2016 yılının başlarında ise Güvenlik Konseyi Suriye’de ateşkesi destekledi ve oybirliğiyle 2268 önergesini kabul etti (Security Council Unanimously Endorses Syria Cessation of Hostilities Accord, Unanimously Adopting Resolution 2268 (2016). BM Güvenlik Konseyi, Rusya ve ABD’nin girişimleri sonucu varılan ve Suriye’de çatışmaların durmasını içeren karar tasarısını oybirliği ile kabul etti. Kararda, Uluslararası Suriye Destek Grubu’nun çatışmaların durması konusu vurgulanarak, Suriye rejimi ve müttefikleri ile Suriye silahlı muhalefetinin, çatışmaların durması kararına uyacaklarını ABD ve Rusya’ya ilettikleri belirtildi. Karara göre Suriye’de çatışmalar sona erdirilecek, 2254 sayılı BM Güvenlik Konseyi kararı uygulayacaktı. Ancak daha saatler geçmeden Suriye’de geçici ateşkese genel olarak uyulurken taraflar birbirlerini ihlalle suçladı. Muhalif gruplar, Rus uçaklarının bazı kentleri bombaladığını duyurdu, Rusya hava saldırılarını doğrulamadı. Moskova, ateşkesin son 24 saat içinde dokuz kez ihlal edildiğini duyurdu. Muhalifler ise Rusya’nın desteğiyle Suriye hükümetinin 15 defa ateşkesi ihlal ettiği şikâyetinde bulundu.

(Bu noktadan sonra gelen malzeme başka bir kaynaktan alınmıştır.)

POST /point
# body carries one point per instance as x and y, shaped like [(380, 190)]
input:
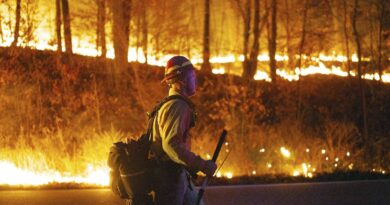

ESED’İN İŞİNE YARAYAN HAMLE
Tüm bu süreçte Batı’nın Esed konusunda düştüğü fikir ayrılığı, terör örgütlerinin bölgede kazandığı alan için yarayışlı bir etki oluşturdu. BM, Esed’e karşı tutum göstermedi ve Rusya, BM tarafından istediğini aldı. ABD ise süreçte DAEŞ dışında terör örgütü tanımayarak yine Esed’in işine yarar hamleler yaptı. Dahası ABD, PYD terör örgütüne Irak-Suriye hattında alan kazandırdı, kötülüğü kötülükle yenmeye kalktı.Son tahlilde ortada, ateşkesin geleceği ve Suriye’de azınlık gruplarının nasıl bir yüzleşmeyle karşı karşıya kalacağıyla ilgili pek çok soru işareti var. Özellikle BM’nin Suriye iç savaşında 2011’den beri tutunduğu tavır düşünüldüğünde ateşkes için ‘umutvar’ olmak pek mümkün değil. BM’nin Esed’e ses çıkartmaması, ateşkes sürecinin toplumun beklentilerini karşılayamayacak nitelikte olduğunu gösteriyor. Bu tablo içerisinde Suriye’de ateşkesin geleceği, küresel aktörler bazında tüm terör örgütlerine karşı birlikte mücadele etmesine bağlı gözükmekte. Suriye’nin iç dinamikleri ise ancak ve ancak Esed’in gidişiyle bir rahatlama yaşayabilecek. Son olarak ateşkesin Suriye’nin toprak bütünlüğüyle ilişkisine de bakmak gerekiyor. Suriye’de eğer tüm grupların bir arada yaşayacağı üst bir otorite tesis edilecekse bu, öncelikle tüm terör örgütlerinin uluslararası aktörlerin kuracağı objektif bir koalisyonla temizlenmesi ve Esed’siz seçimlerin yapılarak halka fikir hakkı sunulmasıyla mümkün gözükmekte. Aksi halde savaşın süreceğini, bölge ülkelerini ve Batı’yı, yeni mülteci dalgalarının beklediğini söylemek mümkün.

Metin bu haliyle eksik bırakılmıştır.